I often have to scan Invoices with my Canon RS40 (highly recommended!) for bookkeeping reasons and I go crazy by renaming the files and figuring out what is what. I like to have my files sorted with a filename scheme YYYY-MM-DD-VENDOR, like 2024-02-24-Apple. That's why I wrote two Hazel Rules:
First rule is on the folder where the Scans are sent by Canon: it checks if Type is PDF and if the name matches the auto generated name by Canon.
Then I run first an OCR Script using ocrmypdf to use full text search via Mac's Spotlight:
- Code: Select all
eval "$(/opt/homebrew/bin/brew shellenv)"
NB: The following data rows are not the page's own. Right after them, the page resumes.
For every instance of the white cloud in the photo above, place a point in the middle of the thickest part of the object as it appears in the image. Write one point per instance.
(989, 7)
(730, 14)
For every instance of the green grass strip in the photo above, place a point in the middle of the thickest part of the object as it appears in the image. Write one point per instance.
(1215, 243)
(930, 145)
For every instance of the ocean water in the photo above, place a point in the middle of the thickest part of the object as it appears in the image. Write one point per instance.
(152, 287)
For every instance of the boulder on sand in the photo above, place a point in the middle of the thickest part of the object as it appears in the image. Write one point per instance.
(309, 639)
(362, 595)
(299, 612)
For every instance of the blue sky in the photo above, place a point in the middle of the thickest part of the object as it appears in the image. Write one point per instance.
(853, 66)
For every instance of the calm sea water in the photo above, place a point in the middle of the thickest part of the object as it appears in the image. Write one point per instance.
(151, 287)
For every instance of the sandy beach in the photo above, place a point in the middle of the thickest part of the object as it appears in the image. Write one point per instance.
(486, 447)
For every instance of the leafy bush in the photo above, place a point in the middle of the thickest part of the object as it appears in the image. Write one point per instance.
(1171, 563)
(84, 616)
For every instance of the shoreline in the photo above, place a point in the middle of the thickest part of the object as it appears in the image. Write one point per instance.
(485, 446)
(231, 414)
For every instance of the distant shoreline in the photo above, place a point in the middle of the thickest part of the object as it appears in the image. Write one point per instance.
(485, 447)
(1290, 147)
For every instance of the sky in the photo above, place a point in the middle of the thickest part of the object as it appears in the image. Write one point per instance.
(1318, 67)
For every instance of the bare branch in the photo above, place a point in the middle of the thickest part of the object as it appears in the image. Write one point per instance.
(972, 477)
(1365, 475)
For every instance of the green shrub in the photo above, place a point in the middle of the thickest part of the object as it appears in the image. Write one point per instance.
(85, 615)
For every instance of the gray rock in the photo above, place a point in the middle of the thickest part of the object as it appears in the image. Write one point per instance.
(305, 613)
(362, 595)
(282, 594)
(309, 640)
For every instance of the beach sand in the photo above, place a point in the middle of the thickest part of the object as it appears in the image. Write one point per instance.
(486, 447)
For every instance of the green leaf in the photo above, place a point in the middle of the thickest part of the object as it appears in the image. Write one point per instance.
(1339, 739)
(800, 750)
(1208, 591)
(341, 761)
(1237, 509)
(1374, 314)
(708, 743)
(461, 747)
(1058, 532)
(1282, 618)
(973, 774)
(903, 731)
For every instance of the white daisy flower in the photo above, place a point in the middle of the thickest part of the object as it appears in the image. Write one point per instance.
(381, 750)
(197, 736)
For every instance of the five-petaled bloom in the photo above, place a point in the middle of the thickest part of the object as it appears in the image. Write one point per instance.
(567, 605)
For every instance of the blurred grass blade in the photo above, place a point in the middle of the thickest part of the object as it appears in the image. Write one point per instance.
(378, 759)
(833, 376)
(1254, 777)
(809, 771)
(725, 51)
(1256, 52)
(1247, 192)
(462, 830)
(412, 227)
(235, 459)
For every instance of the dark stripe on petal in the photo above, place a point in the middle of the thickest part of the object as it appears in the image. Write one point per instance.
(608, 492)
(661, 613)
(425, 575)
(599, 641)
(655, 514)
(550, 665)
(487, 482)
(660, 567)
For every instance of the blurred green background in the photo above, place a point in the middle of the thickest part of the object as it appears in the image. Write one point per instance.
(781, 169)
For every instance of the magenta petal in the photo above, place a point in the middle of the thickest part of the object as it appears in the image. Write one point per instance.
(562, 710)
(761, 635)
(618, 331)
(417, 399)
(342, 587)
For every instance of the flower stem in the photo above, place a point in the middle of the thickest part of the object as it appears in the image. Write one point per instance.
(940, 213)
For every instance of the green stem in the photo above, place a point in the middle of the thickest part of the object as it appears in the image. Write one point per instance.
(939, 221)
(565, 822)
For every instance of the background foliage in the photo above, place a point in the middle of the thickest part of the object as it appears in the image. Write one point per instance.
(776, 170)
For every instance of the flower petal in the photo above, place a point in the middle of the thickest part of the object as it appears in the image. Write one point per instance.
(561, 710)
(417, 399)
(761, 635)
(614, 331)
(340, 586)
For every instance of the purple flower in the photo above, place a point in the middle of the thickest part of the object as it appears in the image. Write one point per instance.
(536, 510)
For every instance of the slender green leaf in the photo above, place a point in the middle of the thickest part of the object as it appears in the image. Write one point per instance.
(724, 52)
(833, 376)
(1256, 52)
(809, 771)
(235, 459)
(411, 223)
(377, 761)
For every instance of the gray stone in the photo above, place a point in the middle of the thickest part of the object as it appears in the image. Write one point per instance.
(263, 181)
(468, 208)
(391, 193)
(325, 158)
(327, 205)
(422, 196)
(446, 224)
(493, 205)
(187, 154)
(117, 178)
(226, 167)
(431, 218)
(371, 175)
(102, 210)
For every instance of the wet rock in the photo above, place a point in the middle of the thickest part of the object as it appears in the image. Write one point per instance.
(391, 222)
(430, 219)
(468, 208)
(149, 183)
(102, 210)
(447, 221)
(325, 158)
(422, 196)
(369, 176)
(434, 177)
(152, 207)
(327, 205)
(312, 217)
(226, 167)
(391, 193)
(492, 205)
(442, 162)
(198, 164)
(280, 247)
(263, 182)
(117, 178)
BASENAME=`basename -s .pdf "$1"`
ocrmypdf -v 1 -l deu+eng --output-type pdf --rotate-pages --continue-on-soft-render-error --redo-ocr "$1" "$1" >>/dev/null 2>&1 && exiftool -q -overwrite_original_in_place -all:all= $1 && say "OCR successful"
After that, my second script runs, which sends the invoice to AWS Textract using the AWS CLI:
https://gist.github.com/thomaswitt/c165 ... 71cef62a54
Before running the script, you have to create a profile "textract" (in ~/.aws/credentials).
Then the CLI takes the first page of the file via qpdf (textract can only handle a single PDF page when synchronous streaming data to AWS - which is fine for typical invoices), The JSON result gets parsed to JQ, the results get sorted by the most likely match for the receipt date (some ruby date parsing involved) and for the vendor name. Then the file is renamed accordingly. The result is spoken via "say", because I can stand besides my scanner and scan one invoice after another without looking at the screen.
Hope that helps somebody who had the same problems like I do.